Closed murrayds closed 3 years ago
I think @jisungyoon tried it? Just wanted to know where it ended up.
I believe we already have tested two versions of direct optimization of the gravity model, namely Levy's matrix factorization and word2vec with the negative sampling exponent = 1. Both methods optimize the gravity model with the distance and mass being the dot similarity and stationary distribution, respectively. The difference is that one does so using the stochastic gradient while the other using SVD.
@jisungyoon showed that both approaches perform comparably or less than the word2vec with the original parameter setting. These points are not clearly written in the manuscript so would worthwhile to write a paragraph on this in the math (or discussion?). In addition to this, should we show something in addition to performance like the same visualization of the embedding? I feel that repeating the whole analysis is optional.
@skojaku I think what YY means is that, at present, we are learning gravity law relationships using word2vec, which is true because word2vec is a gravity model. Similarly, we argue that Levy's factorization is equivalent to a gravity law, because Levy's factorization is equivalent to word2vec, which in turn is equivalent to a gravity model.
So currently, we have two embeddings:
I think what YY is asking is if we get rid of word2vec and Levy's factorization entirely. That is, why should we approximate something that is equivalent to a gravity law, when we can just optimize for the gravity law directly using something like CMDS? I however don't know how feasible this is.
@yy is this closer to what you were thinking?
Yeah. essentailly like force-directed layout where the length of springs are determined by the flow according to the gravity law. Does it make sense?
Let me check my understanding to the question.
The gravity model is a quite general model and we showed the equivalent between the word2vec and a specific gravity model with distance being dot similarity and mass being a stationary distribution. A question we want to answer is if we fit another gravity model that has a different definition of distance and mass, does it explain the trajectory better than the gravity model equivalent to the word2vec?
No it's a simpler question. Assuming a gravity equation, given a measured flux between two places and their mass, we can calculate the expected distance. We assign this distance to every pair of location, obtaining the distance matrix. Then we can simply try to optimize their embedding (MDS). What would this produce?
we can calculate the expected distance
If we calculate an expected distance, why would we do the embedding? We'd be using an expected distance to learn an embedding that approximates the original expected distance?
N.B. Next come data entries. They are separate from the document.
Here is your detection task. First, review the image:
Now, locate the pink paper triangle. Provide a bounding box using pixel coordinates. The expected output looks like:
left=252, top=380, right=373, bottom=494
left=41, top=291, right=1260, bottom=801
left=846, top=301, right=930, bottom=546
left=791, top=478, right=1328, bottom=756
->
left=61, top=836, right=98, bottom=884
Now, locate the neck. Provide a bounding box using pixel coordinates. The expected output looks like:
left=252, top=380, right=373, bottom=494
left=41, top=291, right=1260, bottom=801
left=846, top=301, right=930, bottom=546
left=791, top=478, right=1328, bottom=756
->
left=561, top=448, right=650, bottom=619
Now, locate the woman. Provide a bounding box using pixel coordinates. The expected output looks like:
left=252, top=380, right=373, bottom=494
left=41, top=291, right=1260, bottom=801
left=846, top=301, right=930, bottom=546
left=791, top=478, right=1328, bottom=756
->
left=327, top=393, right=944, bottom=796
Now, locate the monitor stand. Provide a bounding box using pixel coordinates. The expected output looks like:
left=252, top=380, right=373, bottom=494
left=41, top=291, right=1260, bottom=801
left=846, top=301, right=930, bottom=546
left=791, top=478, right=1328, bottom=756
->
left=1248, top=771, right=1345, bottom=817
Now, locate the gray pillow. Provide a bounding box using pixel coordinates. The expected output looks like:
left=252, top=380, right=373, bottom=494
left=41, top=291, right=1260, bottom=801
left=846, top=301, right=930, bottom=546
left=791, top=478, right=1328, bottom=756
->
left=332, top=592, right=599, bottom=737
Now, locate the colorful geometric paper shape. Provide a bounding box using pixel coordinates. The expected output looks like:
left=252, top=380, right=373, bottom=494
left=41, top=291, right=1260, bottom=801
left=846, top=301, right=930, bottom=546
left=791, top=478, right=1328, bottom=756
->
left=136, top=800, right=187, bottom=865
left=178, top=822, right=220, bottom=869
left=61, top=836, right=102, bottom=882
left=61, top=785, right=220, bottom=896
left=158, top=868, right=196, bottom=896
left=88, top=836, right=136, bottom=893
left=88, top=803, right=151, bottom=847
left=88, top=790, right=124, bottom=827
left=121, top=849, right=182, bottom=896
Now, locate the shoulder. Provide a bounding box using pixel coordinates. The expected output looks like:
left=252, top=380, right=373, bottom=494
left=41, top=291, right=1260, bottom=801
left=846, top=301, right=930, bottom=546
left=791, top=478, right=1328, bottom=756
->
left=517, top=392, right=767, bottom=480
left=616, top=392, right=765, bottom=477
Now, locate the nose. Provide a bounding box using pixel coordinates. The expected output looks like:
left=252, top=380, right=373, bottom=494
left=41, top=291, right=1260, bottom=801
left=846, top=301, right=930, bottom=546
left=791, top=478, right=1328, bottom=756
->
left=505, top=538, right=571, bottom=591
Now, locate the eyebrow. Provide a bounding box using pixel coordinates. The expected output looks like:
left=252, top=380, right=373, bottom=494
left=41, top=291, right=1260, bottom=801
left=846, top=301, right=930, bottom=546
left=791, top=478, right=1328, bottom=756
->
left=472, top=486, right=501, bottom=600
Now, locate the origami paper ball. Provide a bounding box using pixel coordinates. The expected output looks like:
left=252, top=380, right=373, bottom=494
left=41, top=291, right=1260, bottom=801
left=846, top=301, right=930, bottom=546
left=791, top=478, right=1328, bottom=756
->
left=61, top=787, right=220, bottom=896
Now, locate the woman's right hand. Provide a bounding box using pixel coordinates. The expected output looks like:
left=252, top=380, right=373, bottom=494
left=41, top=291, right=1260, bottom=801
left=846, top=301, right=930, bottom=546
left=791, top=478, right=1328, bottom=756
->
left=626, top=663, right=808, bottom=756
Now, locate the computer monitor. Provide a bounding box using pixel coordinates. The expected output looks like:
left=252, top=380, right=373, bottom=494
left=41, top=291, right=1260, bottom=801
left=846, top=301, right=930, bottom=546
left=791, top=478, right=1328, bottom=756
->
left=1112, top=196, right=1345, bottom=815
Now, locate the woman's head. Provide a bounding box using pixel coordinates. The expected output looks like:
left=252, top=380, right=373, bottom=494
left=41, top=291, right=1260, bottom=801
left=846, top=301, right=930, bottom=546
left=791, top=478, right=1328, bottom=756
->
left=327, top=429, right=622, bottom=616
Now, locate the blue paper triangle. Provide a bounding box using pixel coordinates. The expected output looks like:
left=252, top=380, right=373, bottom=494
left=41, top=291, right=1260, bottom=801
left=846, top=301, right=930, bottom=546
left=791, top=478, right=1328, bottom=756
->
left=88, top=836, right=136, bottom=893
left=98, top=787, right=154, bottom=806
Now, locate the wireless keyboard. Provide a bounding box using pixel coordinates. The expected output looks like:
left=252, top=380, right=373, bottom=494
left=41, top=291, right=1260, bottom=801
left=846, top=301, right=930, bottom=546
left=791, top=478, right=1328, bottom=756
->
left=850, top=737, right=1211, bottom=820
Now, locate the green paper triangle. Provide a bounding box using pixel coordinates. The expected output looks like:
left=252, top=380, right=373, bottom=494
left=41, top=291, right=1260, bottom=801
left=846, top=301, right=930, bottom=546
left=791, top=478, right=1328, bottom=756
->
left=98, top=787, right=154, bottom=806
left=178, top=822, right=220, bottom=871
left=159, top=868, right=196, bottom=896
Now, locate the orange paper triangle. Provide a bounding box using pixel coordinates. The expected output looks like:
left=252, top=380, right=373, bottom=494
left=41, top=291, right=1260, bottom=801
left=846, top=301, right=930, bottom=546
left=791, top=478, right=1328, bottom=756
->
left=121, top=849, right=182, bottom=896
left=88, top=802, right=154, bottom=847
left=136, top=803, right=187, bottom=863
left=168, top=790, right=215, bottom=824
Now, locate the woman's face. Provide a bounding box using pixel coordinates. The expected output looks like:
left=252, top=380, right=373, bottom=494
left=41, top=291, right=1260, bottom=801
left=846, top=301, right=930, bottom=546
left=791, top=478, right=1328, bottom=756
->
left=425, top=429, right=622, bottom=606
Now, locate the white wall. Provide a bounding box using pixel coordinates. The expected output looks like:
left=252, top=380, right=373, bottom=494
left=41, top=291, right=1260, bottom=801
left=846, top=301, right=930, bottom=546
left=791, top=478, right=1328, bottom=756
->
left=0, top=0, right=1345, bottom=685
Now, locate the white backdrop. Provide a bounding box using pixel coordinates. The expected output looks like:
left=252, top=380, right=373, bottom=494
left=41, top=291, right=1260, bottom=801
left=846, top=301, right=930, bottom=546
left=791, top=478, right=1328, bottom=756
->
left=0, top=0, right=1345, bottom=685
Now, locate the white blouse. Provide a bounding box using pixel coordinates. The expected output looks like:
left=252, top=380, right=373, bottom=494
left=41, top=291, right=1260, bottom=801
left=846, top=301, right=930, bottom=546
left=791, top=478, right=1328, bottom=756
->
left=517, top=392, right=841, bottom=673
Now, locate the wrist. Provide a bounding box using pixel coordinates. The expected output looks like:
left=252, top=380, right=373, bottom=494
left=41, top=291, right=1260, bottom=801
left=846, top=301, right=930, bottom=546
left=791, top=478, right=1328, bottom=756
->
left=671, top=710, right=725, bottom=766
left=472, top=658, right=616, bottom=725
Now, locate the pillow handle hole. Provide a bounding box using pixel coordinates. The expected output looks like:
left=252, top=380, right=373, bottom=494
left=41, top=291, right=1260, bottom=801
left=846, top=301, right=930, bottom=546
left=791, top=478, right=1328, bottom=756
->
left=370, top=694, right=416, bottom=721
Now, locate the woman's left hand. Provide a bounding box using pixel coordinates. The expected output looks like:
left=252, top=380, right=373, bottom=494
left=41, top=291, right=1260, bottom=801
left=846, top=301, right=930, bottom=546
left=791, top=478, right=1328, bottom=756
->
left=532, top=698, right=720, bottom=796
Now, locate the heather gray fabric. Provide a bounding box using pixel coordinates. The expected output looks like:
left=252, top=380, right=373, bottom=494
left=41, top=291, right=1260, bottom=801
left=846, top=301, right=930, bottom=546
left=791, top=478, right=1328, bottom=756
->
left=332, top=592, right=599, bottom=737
yeah that's what I'm trying to get at here. If we think naïvely, why not fix the gravity law first? We can measure the flux and masses, then we have the expected pairwise distance. Why not try to embed everything based on this distance? Why should we do the word2vec or any other approaches? Can we easily answer this question?
First, we tried two matrix factorization way of embedding
More precisely, both measures are not "word2vec" approach, it is just matrix factorization way.
Essentially, we can also factorize gravity mastrix (x_ij = t_ij/(M_i*M_j)), then it would be embedding with fixing gravity law first?
Here is the result. FIrst, I constructed gravity matrix which is A_ij = T_ij / (N_i * N_j)
With this matrix, tried two approaches.
truncated SVD on matrix with d=300 Best result is 0.11 with cosine similarity
Apply MDS with d=300, Best result is 0.35 with euclidian distance.
So, the conclusion is, even if we directly optimize gravity law, the result is not that good. I think the main issue is optimization algorithms.
thought? @yy @murrayds @skojaku
btw, 0.35 is the most highest performance among the baseline.
Cool!
Yea, it's surprising that MDS can be that good but not as good as the word2vec. Word2Vec is more advanced in terms of the optimization process, and there may be some engineering gap between wor2vec and MDS.
Yeah, I finally stabilize the codes!
truncated SVD on matrix with d=300 Best result is 0.11 with cosine similarity with the exponential decay function
Apply MDS with d=300, Best result is 0.35 with euclidian distance with the power-law decay dunction.
Calling this one closed, thanks!
YY wants to see what the embedding would be like if we learned an embedding that directly optimized the gravity law. That is, something like CMDS, except we try to learn an embedding that preserves gravity-like distances between locations.
Is this something that could be easily implemented and tested?